As your insurance policy is a contract made between you and your insurance carrier, you, the patient, are responsible for monitoring the use of your policy's benefits and for remaining within your yearly maximum covered benefit allowances. In order to minimize confusion about financial responsibilities, it is the responsibility of you, the patient, to understand your insurance benefits, deductible responsibility, and copay obligations.
Prior to your visit, a NOPA insurance specialist will call your insurance carrier to obtain your policy information, however, that information is not always accurate. New Orleans Podiatry Associates and its representatives are not authorized to quote your medical benefits to you, and will only share with you the benefit information given to us by your insurance company.

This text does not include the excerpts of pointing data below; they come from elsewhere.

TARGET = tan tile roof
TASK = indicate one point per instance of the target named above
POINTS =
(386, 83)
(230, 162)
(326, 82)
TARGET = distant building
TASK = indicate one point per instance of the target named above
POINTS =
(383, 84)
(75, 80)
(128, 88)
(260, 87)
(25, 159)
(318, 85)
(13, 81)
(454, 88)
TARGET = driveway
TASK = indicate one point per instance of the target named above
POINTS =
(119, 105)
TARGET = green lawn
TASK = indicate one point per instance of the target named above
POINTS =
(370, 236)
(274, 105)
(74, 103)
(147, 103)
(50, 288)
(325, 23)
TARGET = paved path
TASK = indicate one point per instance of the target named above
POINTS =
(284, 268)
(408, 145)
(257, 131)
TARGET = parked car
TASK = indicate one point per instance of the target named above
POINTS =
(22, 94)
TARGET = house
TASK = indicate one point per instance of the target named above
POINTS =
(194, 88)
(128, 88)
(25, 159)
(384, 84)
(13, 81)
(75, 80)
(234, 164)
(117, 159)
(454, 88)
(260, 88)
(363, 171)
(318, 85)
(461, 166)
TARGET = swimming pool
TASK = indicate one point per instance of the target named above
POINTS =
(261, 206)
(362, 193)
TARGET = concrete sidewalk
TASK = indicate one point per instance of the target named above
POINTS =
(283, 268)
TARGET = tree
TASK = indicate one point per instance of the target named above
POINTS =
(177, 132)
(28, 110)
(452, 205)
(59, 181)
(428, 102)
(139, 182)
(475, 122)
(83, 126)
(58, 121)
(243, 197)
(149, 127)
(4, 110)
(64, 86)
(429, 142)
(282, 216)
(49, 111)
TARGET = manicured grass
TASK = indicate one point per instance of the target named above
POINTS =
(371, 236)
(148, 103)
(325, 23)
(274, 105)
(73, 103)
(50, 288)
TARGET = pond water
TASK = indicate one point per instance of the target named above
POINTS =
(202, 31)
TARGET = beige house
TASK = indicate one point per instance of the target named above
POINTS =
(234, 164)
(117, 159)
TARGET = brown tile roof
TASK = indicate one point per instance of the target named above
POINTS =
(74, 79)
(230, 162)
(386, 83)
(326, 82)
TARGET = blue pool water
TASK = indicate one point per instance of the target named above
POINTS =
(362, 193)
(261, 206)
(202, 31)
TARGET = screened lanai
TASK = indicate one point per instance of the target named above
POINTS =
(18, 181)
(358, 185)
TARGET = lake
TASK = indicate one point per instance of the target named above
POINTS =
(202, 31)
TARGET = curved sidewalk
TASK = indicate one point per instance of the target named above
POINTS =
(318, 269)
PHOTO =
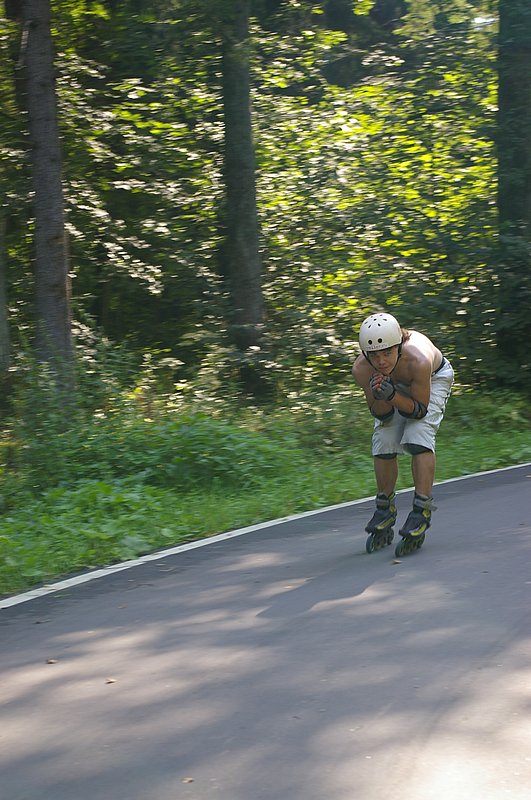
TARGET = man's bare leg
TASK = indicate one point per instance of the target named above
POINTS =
(423, 470)
(386, 472)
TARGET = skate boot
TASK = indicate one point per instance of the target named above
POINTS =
(380, 527)
(414, 530)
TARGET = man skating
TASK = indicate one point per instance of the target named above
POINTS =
(407, 382)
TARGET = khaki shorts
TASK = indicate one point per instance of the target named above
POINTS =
(394, 435)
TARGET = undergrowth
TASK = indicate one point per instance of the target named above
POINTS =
(115, 483)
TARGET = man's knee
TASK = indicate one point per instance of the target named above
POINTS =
(417, 449)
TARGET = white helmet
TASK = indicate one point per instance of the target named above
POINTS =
(378, 332)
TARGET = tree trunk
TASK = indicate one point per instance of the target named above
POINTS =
(5, 343)
(242, 248)
(54, 342)
(514, 188)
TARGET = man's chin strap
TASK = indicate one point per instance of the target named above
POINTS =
(366, 354)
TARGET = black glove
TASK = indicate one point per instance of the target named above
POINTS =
(386, 390)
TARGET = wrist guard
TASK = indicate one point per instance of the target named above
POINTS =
(386, 391)
(385, 416)
(419, 411)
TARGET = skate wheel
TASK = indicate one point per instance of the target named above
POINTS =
(399, 549)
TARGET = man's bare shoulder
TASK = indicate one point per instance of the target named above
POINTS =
(421, 353)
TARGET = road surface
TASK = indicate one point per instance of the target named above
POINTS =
(286, 664)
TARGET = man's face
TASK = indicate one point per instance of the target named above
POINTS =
(384, 361)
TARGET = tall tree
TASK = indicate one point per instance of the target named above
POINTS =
(54, 342)
(514, 184)
(242, 250)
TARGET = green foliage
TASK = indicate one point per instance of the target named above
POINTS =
(120, 486)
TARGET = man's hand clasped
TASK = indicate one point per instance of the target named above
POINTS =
(382, 387)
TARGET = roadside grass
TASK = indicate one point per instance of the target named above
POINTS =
(110, 493)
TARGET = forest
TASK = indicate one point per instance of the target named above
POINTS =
(201, 201)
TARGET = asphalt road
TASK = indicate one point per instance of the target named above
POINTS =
(286, 664)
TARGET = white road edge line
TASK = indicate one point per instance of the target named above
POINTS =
(221, 537)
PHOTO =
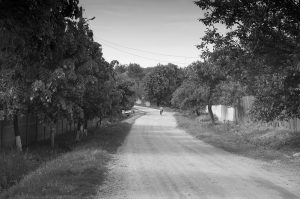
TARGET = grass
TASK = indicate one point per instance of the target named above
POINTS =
(251, 140)
(77, 173)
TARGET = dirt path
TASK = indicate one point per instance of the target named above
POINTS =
(160, 161)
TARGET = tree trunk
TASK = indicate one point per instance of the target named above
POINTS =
(17, 133)
(78, 131)
(85, 127)
(211, 114)
(197, 112)
(52, 135)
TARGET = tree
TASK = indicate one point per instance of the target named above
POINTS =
(136, 73)
(207, 77)
(160, 83)
(32, 32)
(188, 97)
(266, 33)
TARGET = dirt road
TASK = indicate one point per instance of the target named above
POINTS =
(158, 160)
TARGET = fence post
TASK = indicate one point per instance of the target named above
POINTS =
(26, 129)
(36, 130)
(1, 133)
(44, 132)
(62, 126)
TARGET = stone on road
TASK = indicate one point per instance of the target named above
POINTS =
(158, 160)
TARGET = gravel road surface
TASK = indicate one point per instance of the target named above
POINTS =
(158, 160)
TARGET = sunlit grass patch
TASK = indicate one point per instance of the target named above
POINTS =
(253, 140)
(75, 174)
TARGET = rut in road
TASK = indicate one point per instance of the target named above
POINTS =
(158, 160)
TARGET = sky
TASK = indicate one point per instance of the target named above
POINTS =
(146, 32)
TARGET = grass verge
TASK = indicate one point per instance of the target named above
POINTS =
(251, 140)
(78, 172)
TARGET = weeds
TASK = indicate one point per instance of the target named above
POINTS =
(253, 140)
(75, 170)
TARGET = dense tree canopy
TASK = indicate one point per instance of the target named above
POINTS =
(262, 50)
(50, 65)
(161, 82)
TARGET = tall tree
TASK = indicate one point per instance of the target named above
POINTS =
(267, 32)
(161, 82)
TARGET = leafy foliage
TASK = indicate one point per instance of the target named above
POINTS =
(160, 83)
(260, 51)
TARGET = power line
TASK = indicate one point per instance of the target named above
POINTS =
(110, 46)
(146, 51)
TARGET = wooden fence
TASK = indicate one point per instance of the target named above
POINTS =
(32, 131)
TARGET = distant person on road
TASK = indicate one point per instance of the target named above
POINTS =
(161, 110)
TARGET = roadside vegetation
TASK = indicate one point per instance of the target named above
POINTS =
(249, 139)
(74, 170)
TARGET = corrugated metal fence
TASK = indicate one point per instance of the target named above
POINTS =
(241, 114)
(32, 131)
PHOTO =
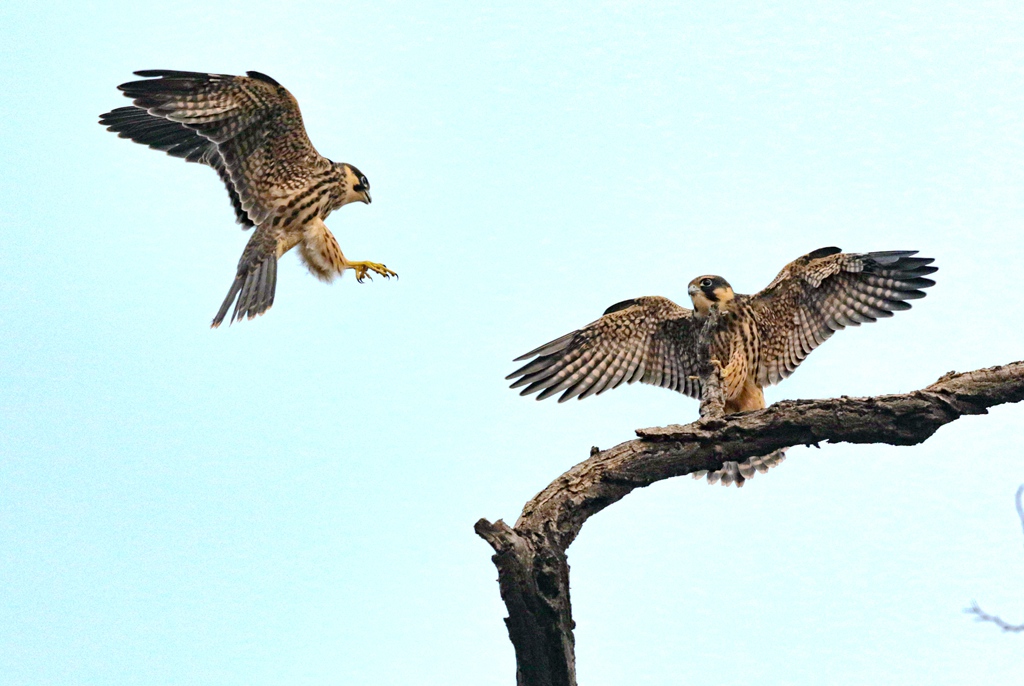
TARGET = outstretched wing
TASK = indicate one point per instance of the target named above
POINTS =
(175, 139)
(824, 291)
(649, 339)
(253, 121)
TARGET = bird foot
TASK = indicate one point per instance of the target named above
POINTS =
(363, 269)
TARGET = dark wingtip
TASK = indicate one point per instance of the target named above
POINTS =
(823, 252)
(262, 77)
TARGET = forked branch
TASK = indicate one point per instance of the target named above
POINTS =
(532, 570)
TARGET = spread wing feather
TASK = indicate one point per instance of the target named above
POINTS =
(253, 121)
(649, 339)
(824, 291)
(175, 139)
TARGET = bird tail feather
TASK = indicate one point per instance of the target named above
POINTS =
(740, 472)
(254, 287)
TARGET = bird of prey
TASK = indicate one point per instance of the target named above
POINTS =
(758, 339)
(250, 130)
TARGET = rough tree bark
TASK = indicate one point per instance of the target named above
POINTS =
(532, 571)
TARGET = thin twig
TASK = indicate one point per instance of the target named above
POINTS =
(975, 609)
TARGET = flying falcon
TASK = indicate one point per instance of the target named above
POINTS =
(250, 130)
(759, 339)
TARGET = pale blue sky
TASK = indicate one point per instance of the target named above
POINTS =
(291, 500)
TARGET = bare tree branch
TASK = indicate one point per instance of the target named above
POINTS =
(532, 570)
(975, 609)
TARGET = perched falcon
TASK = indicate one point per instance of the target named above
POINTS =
(759, 339)
(250, 130)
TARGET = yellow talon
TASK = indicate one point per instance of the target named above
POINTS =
(363, 269)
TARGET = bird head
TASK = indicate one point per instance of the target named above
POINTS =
(710, 290)
(358, 186)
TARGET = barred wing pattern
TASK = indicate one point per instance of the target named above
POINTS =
(177, 140)
(824, 291)
(649, 339)
(253, 121)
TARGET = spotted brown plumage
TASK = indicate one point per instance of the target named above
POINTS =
(758, 340)
(249, 129)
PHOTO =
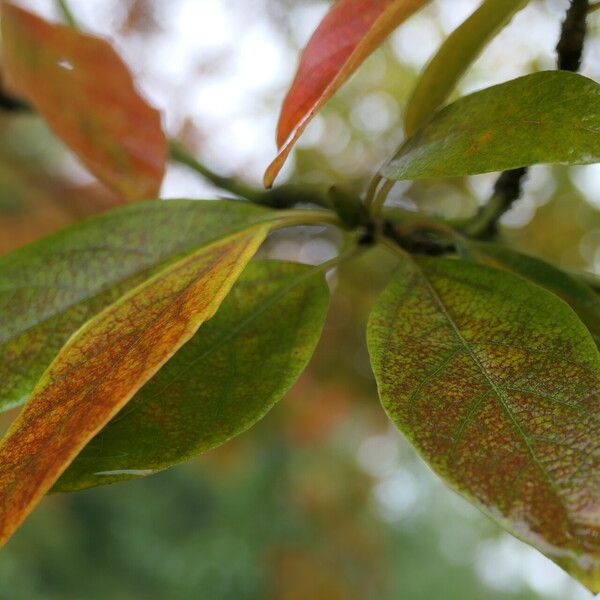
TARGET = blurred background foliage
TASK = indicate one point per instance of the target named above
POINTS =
(323, 499)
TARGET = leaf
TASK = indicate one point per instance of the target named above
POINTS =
(53, 286)
(80, 85)
(348, 34)
(495, 381)
(578, 295)
(546, 117)
(456, 54)
(226, 378)
(104, 364)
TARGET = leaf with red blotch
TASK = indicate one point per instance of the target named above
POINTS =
(106, 362)
(348, 34)
(80, 85)
(496, 382)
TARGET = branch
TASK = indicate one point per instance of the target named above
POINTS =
(509, 185)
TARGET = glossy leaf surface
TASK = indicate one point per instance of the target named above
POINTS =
(348, 34)
(236, 367)
(105, 363)
(454, 57)
(50, 288)
(578, 295)
(496, 382)
(79, 84)
(546, 117)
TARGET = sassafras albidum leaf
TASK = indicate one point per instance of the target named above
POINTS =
(105, 363)
(496, 382)
(456, 54)
(546, 117)
(236, 367)
(79, 84)
(348, 34)
(582, 299)
(53, 286)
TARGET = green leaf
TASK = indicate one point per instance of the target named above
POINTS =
(51, 287)
(106, 362)
(224, 380)
(547, 117)
(495, 381)
(577, 294)
(454, 57)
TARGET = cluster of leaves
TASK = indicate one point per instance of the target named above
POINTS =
(146, 335)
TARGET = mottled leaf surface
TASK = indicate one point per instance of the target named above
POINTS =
(348, 34)
(105, 363)
(236, 367)
(53, 286)
(80, 85)
(546, 117)
(496, 382)
(582, 299)
(454, 57)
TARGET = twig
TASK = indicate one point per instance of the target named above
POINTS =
(509, 185)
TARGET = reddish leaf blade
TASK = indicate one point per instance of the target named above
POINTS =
(79, 84)
(496, 383)
(348, 34)
(105, 363)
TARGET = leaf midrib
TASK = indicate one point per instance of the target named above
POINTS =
(498, 392)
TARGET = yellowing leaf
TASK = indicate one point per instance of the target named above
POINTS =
(105, 363)
(496, 382)
(236, 367)
(461, 48)
(50, 288)
(79, 84)
(348, 34)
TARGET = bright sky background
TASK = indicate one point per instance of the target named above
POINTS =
(223, 67)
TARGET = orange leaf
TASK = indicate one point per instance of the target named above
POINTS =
(79, 84)
(348, 34)
(105, 363)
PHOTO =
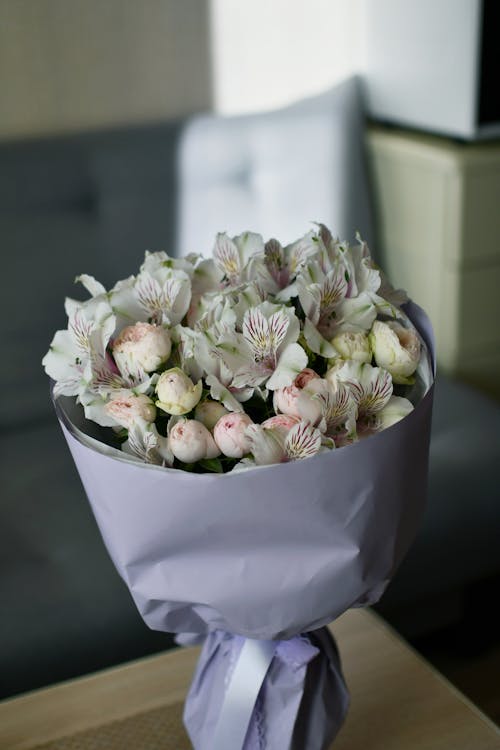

We make every effort to know how your insurance carrier will cover your care during your visit with our office, however, often the policy information we receive from insurance carriers is not accurate. It is your responsibility to call your insurance carrier before receiving treatment with this office to ensure we are a provider for your insurance plan, and to learn for yourself how you will be covered for your visit.
In all cases, if your insurance carrier places your treatment expenses to your financial responsibility, then you, the patient, are responsible for those charges, due on the date of service or upon receipt of the invoice. According to Louisiana law, insurance companies should respond to medical claims within thirty (30) days of receiving a claim. If we have not heard from your insurance company within 30 days, we will contact your insurance provider to investigate. We will also contact you, to request that you also call your insurance provider, as policyholders tend to have more influence with their insurance provider than do healthcare providers. After forty-five (45) days from the date of treatment, any remaining balance with any of our physicians for unpaid insurance claims (e.g. rejected, denied, or partial payments) will be your personal obligation.
The accounts of minor children are the responsibilities of their parents or legal guardians. In the event there is a non-collectible debt associated with the account for a minor child, the parent or legal guardian will be held responsible and their information will be shared with a recovery agency.